Kardeşlerim olmasaydı belki de bu yaşıma gelene kadar kafama sıkmış bile olabilirdim. Annemin bağırışları, mutsuz bakan gözleri, babamın bana olan karşı tavrına dayanmışsan hep yanımda dikilen adamlar yüzündendi. Ama şimdi yanımda kimseyi göremiyordum.

Yıllar sonra tek başımaydım. Baran'la küstüğümüzde bile Mehmet bana her zaman destek olmuştu. O zamanlar belki de Baran çok yalnızdı ve ben şu an onun ne hissettiğini az çok anlayabiliyordum.

Hatta duvarların nasıl üstüne üstüne geldiğini çok iyi anlıyordum.

Hırıltılı nefeslerim yetmiyordu bana anasını satayım.

Mehmet üzgün bir ifadeyle bana bakarken fermuarımı çekip düğmemi ilikledim. ''Baranlara haber verdin mi?'' Kaşlarını çatmasıyla ''Evlenmen hakkında nasıl hemen bir şey diyebilirim ki? Daha öğreneli on dakika oluyor it herif. Dedikoducu karılar gibi miyim ben? '' dedi sinirle.

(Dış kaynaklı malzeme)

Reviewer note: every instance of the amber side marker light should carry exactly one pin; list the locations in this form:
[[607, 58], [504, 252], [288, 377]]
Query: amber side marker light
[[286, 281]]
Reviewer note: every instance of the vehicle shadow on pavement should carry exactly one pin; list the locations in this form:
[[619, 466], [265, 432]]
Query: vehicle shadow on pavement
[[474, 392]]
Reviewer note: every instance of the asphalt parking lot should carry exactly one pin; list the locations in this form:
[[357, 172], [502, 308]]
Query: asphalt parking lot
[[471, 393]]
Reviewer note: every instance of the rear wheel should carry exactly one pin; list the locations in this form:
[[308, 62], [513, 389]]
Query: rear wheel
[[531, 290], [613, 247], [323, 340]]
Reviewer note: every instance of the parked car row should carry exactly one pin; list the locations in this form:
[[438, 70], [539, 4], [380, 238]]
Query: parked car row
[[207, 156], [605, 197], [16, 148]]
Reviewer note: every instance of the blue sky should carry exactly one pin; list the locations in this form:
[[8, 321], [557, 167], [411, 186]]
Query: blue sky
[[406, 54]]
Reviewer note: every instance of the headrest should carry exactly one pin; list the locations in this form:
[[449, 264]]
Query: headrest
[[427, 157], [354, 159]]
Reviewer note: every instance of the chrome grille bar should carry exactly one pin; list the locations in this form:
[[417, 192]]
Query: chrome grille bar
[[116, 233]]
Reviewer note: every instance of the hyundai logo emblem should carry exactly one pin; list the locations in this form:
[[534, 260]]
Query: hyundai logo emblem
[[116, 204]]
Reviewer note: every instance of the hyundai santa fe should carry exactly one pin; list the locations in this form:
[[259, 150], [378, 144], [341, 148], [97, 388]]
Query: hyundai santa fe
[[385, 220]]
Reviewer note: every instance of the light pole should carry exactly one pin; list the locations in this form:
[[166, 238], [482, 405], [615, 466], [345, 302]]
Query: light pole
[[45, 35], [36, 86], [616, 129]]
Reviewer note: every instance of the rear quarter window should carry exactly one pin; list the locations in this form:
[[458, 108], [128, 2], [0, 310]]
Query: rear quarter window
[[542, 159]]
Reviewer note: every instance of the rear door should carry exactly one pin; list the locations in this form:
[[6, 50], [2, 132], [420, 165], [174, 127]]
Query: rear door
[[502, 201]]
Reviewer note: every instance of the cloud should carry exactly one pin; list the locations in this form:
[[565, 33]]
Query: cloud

Hissettiğim duygulara rağmen gülerek elimle yüzümü ovaladım. ''Oğlum senden bahsediyorum. Hani evleniyorsun?'' Mehmet sanki transtan çıkmış gibi ''Haaa.''dediğinde sırıttım.

''Lan akıl mı bıraktın amına koyayım... '' derin bir nefes bıraktı. ''Bir geliyorum evleniyorsun...'' Yüzümdeki sırıtış soldu. Beyaz gömleğinin kollarındaki düğmeleri açıp kolunu kıvırırken komodinin üstündeki parfüme doğru ilerledim.

''Akşama doğru haber veririz onlara o zaman.'' dedim kendime parfüm sıkarken. Mehmet'e döndüğümde sıkıntıyla alnını ovduğunu gördüm. ''Bugün adamlarla konuşup dosya işini halletmemiz lazım. 3 güne işler başlayacak.'' yutkundum. Kız isteme gününde ben bu işleri halletmezsem cenazem de bu evden çıkacaktı.

Mehmet ne düşündüğümü anlamış gibi yüzünü buruşturdu. ''En mutlu günüme de böyle sıçtın tebrik ederim seni.'' güldüm. ''Mezuniyette de karakolluk olmuştun zaten.''  Gülmemi durduramayıp kahkaha atmaya başladığımda ''Gül anasını satayım zaten  hep Mehmet arka toplasın. Ne güzel eskiden Baran sana bir çakıyordu sus pus oluyordun.'' Gülüşüm soldu.